One of the components of memory 120 is a processing module 125.
[0040] Processing module 125 is a module of instructions that are
readable by processor 115, and that control processor 115 to
perform a scoring of a business, i.e. evaluation of the business by
an assignment of a probability of delinquency which is converted to
a delinquency score, i.e., score 165. Processing module 125 outputs
results to user interface 110 and can also direct output to a
remote device (not shown) via network 150.
[0041] In the present document we describe operations being
performed by processing module 125 or its subordinate processes.
However, the operations are actually being performed by computer
105, and more specifically, processor 115.
[0042] The term "module" is used herein to denote a functional
operation that may be embodied either as a stand-alone component or
as an integrated configuration of a plurality of subordinate
components. Thus, processing module 125 may be implemented as a
single module or as a plurality of modules that operate in
cooperation with one another. Moreover, although processing module
125 is described herein as being installed in memory 120, and
therefore being implemented in software, it could be implemented in
any of hardware (e.g., electronic circuitry), firmware, software,
or a combination thereof.
[0043] While processing module 125 is indicated as already loaded
into memory 120, it may be configured on a storage device 199 for
subsequent loading into memory 120. Storage device 199 is a
tangible computer-readable storage medium that stores processing
module 125 thereon. Examples of storage device 199 include a
compact disk, a magnetic tape, a read only memory, an optical
storage media, a hard drive or a memory unit consisting of multiple
parallel hard drives, and a universal serial bus (USB) flash drive.
Alternatively, storage device 199 can be a random access memory, or
other type of electronic storage device, located on a remote
storage system and coupled to computer 105 via network 150.
[0044] In practice, data sources 145, accounts receivable data 130,
detailed trade data 135 and business reference data 140 will
contain data representing many, e.g., millions of, data items.
Thus, in practice, the data cannot be processed by a human being,
but instead, would require a computer such as computer 105.
[0045] FIG. 2 is a block diagram of processing module 125.

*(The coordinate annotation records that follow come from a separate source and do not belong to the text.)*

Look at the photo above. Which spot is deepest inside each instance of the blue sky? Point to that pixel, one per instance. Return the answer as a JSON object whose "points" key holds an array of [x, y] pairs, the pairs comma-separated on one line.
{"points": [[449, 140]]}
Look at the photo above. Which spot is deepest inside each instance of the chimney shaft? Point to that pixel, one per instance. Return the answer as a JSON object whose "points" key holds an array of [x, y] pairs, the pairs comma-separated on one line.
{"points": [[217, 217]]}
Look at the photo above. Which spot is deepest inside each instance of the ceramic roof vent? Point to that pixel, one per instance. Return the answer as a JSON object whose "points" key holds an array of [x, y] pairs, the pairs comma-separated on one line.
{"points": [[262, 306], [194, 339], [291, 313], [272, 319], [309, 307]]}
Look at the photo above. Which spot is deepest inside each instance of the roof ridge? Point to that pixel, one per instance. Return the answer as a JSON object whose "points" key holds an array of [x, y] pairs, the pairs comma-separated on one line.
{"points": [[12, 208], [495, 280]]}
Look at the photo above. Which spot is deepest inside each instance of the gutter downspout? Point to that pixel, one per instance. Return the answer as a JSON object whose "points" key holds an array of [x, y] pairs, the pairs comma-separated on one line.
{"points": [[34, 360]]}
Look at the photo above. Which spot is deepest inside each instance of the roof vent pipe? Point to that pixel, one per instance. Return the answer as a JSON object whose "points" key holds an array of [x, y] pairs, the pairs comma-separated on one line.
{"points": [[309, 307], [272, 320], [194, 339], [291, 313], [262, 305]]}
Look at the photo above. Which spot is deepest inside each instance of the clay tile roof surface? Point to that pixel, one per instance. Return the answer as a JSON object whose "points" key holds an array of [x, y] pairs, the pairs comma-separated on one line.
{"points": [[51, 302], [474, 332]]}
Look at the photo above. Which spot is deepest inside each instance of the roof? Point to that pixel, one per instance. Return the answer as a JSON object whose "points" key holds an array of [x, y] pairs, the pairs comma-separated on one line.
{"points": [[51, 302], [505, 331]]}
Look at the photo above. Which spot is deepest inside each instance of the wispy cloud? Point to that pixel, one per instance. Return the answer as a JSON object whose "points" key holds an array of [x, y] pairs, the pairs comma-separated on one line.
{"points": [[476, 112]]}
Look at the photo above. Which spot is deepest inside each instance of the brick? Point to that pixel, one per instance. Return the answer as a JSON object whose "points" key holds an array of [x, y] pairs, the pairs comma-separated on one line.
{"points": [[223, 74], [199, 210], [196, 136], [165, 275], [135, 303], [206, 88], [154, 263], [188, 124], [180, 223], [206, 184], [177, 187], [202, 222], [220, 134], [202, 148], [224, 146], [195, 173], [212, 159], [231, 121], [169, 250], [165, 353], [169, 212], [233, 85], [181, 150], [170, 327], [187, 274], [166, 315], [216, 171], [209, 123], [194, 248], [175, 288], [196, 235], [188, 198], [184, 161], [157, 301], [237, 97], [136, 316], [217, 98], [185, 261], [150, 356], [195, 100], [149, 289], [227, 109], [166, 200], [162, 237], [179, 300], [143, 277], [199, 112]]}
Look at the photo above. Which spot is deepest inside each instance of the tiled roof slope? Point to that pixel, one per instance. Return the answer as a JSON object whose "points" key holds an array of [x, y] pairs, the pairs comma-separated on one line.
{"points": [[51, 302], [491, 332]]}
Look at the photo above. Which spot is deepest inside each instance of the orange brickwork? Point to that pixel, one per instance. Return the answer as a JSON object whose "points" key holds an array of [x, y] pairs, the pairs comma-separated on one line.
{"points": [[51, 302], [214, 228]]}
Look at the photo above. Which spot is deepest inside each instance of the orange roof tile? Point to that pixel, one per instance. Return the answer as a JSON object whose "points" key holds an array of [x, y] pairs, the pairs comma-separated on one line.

Processing module 125 includes several subordinate modules, namely,
an activity signal data (ASD) generator 205, accounts receivable
(A/R) processing 210, a model generator 215, and a scoring process
220. In brief: [0046] (a) ASD generator 205 analyzes data from data
sources 145, and produces ASD 160, which, as mentioned above, with
regard to a subject company, indicates a level of processing
activity, by other companies, concerning the subject company;
[0047] (b) A/R processing 210 analyzes accounts receivable data 130
from suppliers of a subject businesses, and produces weights that
are indicative of whether the subject businesses are in good
standing with regard to their payments of debts, or delinquent on
their payments of debits; [0048] (c) model generator 215 processes
various business data, ASD 160 and the weights from A/R processing
210, and based thereon, generates a model for scoring a business;
and [0049] (d) scoring process 220 utilizes the model from model
generator 215 to produce score 165. Each of ASD generator 205, A/R
processing 210, model generator 215, and scoring process 220 is
described in further detail below.
[0050] FIG. 3 is a block diagram of ASD generator 205, which, as
mentioned above, analyzes data from data sources 145, and produces
ASD 160. ASD generator 205 includes a matching process 305, a
logging process 310, and an aggregator 315.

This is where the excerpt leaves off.